On Wed, Oct 4, 2017 at 12:14 PM, SuStel <sustel@trimboli.name> wrote:
I don't think you can use it for any application of -vaD, only for when -vaD indicates an indirect object. In your qaHoHqang example, for instance, SoH is not an indirect object: SoH benefits from the action, but the action does not result in something actually given to SoH.
Out of the three verbs I can think of that have been used with the prefix trick -- nob, 'ang, and jatlh -- only the first involves actually giving someone something. In the case of tIqwIj Sa'angnIS or tlhIngan Hol qajatlh, tlhIH or SoH are benefiting from the action but aren't really getting anything out of it physically.
I didn't say anything about physically. The target of the
prefix is someone who receives the outcome of the action. Sa'ang:
you receive the outcome of my showing, you see something; qajatlh:
you receive the outcome of my speaking, you hear something. But
with muqab, I don't receive the outcome of its being bad.
Nothing actually happens to me.
(Also, is the assumed distinction between meanings of -vaD a carryover from the ways that suffix is translated into English? Do Klingon grammarians make a distinction between the jIHvaD in jiHvaD taj Danobpu' and in jIHvaD qab tera'ngan Soj 'Iq?)

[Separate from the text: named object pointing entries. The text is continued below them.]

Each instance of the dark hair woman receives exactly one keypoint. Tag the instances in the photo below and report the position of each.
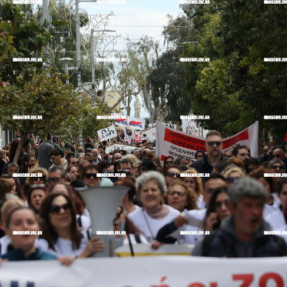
(60, 228)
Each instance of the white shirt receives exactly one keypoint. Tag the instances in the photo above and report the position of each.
(6, 240)
(150, 226)
(277, 222)
(269, 209)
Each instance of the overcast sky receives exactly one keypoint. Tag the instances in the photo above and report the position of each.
(136, 18)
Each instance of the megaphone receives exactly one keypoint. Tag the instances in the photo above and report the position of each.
(102, 203)
(100, 94)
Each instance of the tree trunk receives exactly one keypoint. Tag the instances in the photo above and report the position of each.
(20, 145)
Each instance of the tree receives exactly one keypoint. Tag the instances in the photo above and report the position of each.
(45, 96)
(22, 30)
(236, 87)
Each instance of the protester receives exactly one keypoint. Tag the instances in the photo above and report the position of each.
(171, 174)
(214, 153)
(36, 195)
(60, 229)
(180, 196)
(217, 209)
(242, 233)
(154, 214)
(278, 219)
(23, 218)
(195, 183)
(44, 150)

I don't think so. I think Okrand was looking for a way to express
"indirect object," and saw that -vaD often did that job,
because one sort of beneficiary is an indirect object. So he gives
it this role in TKD Addendum 6.8. "The indirect object may be
considered the beneficiary," not that the beneficiary may be
considered the indirect object.
And the prefix trick works with indirect objects, not beneficiaries.
You can look at it this (inexact) way: Klingon has the distinct
semantic roles of "indirect object" and "benefactive," and both
are marked with the "beneficiary" suffix, -vaD.